La foresta in Amazzonia arde in fiamme e il mondo giustamente si commuove e arriva a pensare perfino di avere il sacrosanto diritto di intervenire per appropriarsi di un territorio che non gli appartiene: è un bene comune e voi siete incapaci di gestirlo, dice. Come se quello stesso mondo decidesse di togliere all’Italia la gestione delle sue città d’arte, Venezia e Firenze, perché lasciate all’incuria e al saccheggio di orde turisti ingordi e transatlantici alle deriva. Ma tutto questo non importa. La maggioranza della nostra gente non lo sa, oggi è contenta come Wilson Witzel perché ha visto in diretta l’esatto momento in cui la testa del sequestratore si spezzava in due con cervella e pezzi di cranio a volare sul selciato, pance di governatori a dondolare, pugni chiusi e braccia tese come un gol, mentre la foresta dei Nhambiquara brucia da due mesi senza che Bolsonaro abbia mosso un dito, anzi, brucia proprio perché Bolsonaro ha detto che era possibile bruciarla, nessuno può fermare lo sviluppo del paese, quella terra serve da pascolo per mucche, per piantarci soja e per scovarci metalli preziosi. Che bruci. Che bruci, e che si spari alla testa del sequestratore e di chiunque, da lontano, sembri un criminale, che si esulti su ogni albero abbattuto, su ogni corpo dilacerato, sul sangue della nostra gente, su quel povero Tamandua tetradactyla, un formichiere senza più occhi, senza più il pelo, senza più niente, muto in piedi davanti alla coscienza maledetta del mondo infame.
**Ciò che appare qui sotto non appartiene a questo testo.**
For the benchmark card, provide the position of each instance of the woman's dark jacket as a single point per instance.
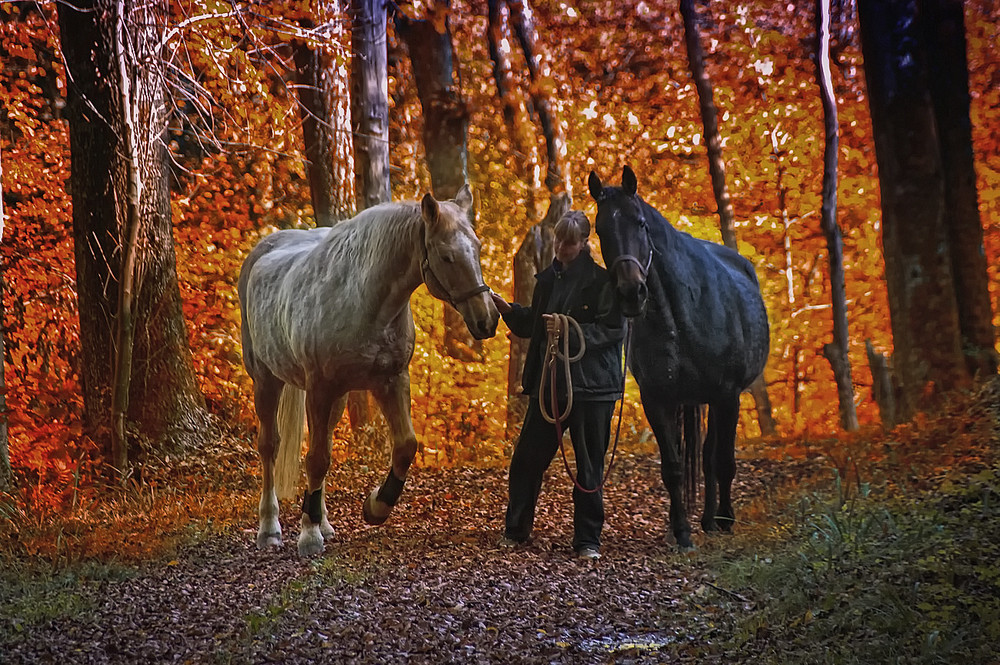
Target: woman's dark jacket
(583, 291)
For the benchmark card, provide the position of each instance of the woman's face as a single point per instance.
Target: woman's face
(567, 249)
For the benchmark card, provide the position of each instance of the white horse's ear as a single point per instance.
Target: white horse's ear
(429, 208)
(629, 184)
(464, 198)
(595, 185)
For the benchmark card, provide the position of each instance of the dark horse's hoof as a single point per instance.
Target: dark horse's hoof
(372, 516)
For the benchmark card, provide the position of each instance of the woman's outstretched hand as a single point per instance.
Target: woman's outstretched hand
(502, 305)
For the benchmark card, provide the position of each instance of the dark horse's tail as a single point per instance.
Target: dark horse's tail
(691, 417)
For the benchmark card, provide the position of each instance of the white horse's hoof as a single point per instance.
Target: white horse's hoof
(266, 540)
(310, 541)
(374, 511)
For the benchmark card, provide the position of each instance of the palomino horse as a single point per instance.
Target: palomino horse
(326, 311)
(699, 336)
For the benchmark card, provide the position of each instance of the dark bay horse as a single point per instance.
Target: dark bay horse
(699, 336)
(325, 311)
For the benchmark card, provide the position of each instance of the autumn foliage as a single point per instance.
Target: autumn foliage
(622, 94)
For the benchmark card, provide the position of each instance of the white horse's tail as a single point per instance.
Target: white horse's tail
(291, 416)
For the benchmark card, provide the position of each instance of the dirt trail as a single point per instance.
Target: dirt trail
(430, 586)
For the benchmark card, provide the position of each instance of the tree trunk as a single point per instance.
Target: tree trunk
(370, 102)
(369, 92)
(165, 408)
(836, 352)
(948, 78)
(534, 254)
(524, 28)
(717, 170)
(445, 136)
(313, 81)
(6, 475)
(522, 144)
(927, 338)
(883, 387)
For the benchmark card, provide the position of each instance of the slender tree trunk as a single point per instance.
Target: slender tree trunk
(125, 322)
(835, 352)
(370, 123)
(445, 135)
(927, 337)
(523, 23)
(370, 102)
(312, 77)
(165, 407)
(948, 78)
(717, 170)
(6, 474)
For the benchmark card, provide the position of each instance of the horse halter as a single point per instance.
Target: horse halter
(427, 274)
(628, 258)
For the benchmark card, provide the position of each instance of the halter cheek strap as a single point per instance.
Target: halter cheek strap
(438, 289)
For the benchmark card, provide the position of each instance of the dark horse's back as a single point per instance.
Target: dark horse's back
(705, 331)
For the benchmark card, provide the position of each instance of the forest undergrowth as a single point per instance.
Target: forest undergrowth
(872, 547)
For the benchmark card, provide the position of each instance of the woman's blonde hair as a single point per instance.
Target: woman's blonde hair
(573, 226)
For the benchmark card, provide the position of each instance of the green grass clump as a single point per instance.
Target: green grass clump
(913, 579)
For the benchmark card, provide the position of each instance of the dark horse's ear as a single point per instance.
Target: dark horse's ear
(596, 188)
(429, 208)
(629, 184)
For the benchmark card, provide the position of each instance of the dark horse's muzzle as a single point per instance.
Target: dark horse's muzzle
(630, 282)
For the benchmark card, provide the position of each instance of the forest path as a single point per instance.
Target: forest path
(430, 586)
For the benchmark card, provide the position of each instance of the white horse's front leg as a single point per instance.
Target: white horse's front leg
(394, 399)
(269, 533)
(267, 389)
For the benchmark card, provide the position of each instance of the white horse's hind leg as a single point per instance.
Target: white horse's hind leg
(267, 390)
(269, 533)
(321, 410)
(394, 398)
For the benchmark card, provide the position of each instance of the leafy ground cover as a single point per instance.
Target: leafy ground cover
(875, 548)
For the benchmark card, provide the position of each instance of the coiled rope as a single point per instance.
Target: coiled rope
(553, 355)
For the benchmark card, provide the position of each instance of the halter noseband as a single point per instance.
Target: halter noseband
(426, 271)
(628, 258)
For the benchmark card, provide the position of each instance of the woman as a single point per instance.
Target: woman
(576, 286)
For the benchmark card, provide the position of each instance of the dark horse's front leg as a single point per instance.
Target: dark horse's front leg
(663, 419)
(720, 463)
(394, 398)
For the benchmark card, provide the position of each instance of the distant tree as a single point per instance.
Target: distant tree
(835, 351)
(717, 171)
(931, 248)
(165, 409)
(445, 134)
(536, 249)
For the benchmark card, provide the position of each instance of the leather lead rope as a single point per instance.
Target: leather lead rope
(551, 353)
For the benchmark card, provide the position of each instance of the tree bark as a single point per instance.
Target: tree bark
(948, 78)
(717, 171)
(927, 338)
(165, 408)
(6, 474)
(883, 387)
(836, 352)
(524, 27)
(370, 123)
(313, 81)
(370, 102)
(445, 135)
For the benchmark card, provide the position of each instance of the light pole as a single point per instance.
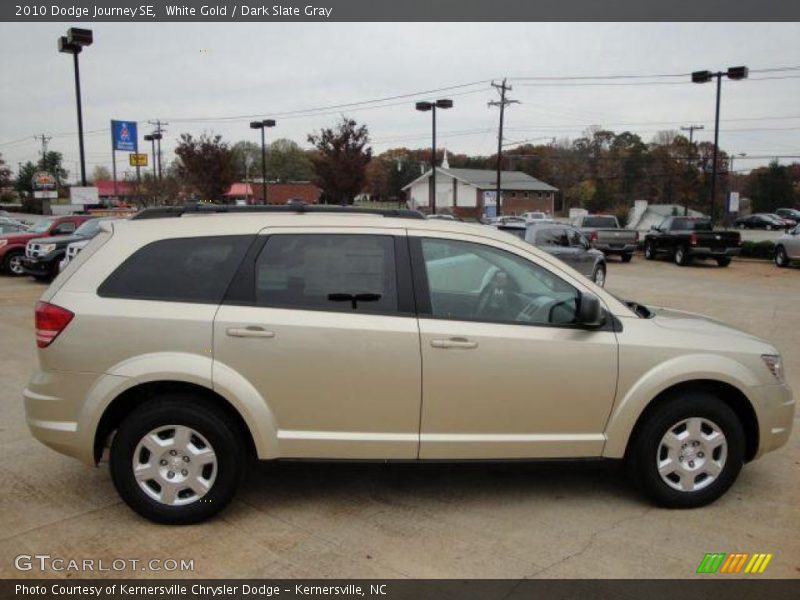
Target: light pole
(73, 43)
(425, 107)
(262, 125)
(734, 73)
(152, 137)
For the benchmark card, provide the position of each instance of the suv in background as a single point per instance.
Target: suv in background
(12, 245)
(44, 255)
(186, 345)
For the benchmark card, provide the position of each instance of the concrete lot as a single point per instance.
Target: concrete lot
(365, 520)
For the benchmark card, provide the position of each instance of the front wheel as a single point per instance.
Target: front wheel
(681, 256)
(781, 258)
(688, 451)
(177, 459)
(599, 275)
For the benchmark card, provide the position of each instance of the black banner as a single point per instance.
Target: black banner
(399, 10)
(713, 588)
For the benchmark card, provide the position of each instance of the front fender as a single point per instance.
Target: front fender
(682, 369)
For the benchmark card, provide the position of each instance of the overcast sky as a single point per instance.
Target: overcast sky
(187, 71)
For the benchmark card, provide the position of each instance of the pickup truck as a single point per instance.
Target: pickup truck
(685, 238)
(605, 234)
(12, 245)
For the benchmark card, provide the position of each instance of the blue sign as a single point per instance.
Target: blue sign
(124, 137)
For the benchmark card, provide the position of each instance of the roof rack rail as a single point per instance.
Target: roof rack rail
(161, 212)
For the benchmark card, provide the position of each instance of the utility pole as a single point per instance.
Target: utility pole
(502, 103)
(691, 129)
(159, 130)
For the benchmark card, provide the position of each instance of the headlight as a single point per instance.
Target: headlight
(773, 362)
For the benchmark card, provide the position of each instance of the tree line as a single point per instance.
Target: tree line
(601, 171)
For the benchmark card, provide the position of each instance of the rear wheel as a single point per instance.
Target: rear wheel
(781, 258)
(599, 275)
(177, 459)
(681, 257)
(12, 264)
(688, 451)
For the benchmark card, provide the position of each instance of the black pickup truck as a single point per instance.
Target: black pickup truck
(685, 238)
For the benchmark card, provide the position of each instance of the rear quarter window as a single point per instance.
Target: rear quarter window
(197, 269)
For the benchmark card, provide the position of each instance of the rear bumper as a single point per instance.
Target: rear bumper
(713, 252)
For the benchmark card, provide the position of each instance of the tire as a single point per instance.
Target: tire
(781, 258)
(12, 264)
(215, 477)
(681, 258)
(599, 275)
(713, 469)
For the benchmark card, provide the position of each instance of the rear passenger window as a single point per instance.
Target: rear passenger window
(179, 270)
(329, 272)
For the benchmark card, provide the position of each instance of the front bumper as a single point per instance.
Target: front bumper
(775, 410)
(39, 267)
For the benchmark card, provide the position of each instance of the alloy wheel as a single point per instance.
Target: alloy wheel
(174, 465)
(692, 454)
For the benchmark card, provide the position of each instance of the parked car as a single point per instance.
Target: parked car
(537, 217)
(789, 213)
(605, 234)
(787, 248)
(760, 221)
(43, 256)
(565, 243)
(12, 245)
(332, 334)
(686, 238)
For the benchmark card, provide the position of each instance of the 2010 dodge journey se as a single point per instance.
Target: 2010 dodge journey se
(187, 342)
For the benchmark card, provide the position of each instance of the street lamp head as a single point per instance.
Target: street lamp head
(702, 76)
(738, 72)
(80, 37)
(66, 47)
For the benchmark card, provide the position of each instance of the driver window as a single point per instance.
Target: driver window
(474, 282)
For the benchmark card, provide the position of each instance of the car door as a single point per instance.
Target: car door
(321, 323)
(502, 380)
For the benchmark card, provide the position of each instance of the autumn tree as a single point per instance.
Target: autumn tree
(205, 164)
(340, 160)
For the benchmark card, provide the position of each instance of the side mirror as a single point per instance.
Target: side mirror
(590, 312)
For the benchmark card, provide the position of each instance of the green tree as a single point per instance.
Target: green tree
(340, 160)
(205, 164)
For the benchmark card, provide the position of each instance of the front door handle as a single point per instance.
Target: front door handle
(457, 342)
(250, 331)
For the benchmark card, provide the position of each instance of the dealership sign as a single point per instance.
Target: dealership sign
(124, 136)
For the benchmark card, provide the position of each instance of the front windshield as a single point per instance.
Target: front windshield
(41, 226)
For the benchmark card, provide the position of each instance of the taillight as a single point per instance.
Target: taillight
(51, 320)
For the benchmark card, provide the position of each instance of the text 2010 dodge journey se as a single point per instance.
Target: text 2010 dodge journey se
(185, 345)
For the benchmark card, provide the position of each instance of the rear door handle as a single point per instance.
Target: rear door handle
(457, 342)
(251, 331)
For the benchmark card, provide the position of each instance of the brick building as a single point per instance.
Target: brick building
(470, 192)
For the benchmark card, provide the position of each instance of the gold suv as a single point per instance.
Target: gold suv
(188, 342)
In principio era il Verbo, la parola che definisce, stabilisce, autorizza. Mesi di attacchi convulsivi contro tutto quello che, secondo il presidente, rappresenta il marxismo culturale che ha come scopo trasformare il paese in una “dittatura comunista in stile cubano”. Mesi di terrore in cui sono stati estinti gli organi di controllo e protezione ambientale, in cui sono state firmate quasi seicento permessi di disboscamento, in cui gli scienziati dell’istituro di studi ambientali sono stati sommariamente licenziati. Qualche giorni fa il cielo di São Paulo si è letteralmente riempito di buio: erano le nuvole del fumo degli incendi che dell’amazzonia arrivavano fino a qui. Notte in pieno giorno. Fumo e non nuvole, il fumo che ha percorso migliaia di chilometri, un corridoio di aria sporca, un corridoio di morte.

Vista di Sao Paulo alle 3 del pomeriggio

La reazione del mondo, di Macron, dells Merkel… minacciano sanzioni economiche che ci manderebbero sul lastrico. Bolsonaro parla alla Tv a reti unificate. Dice che fará di tutto per combattere i crimini ambientali. Mente, come ha sempre mentito. La gente lo sa e si affaccia alle finestre per urlare il suo dissenso. Un grido catartico. Per aiutare il povero formichiere, ho aperto la finestra e ho gridato anch’io.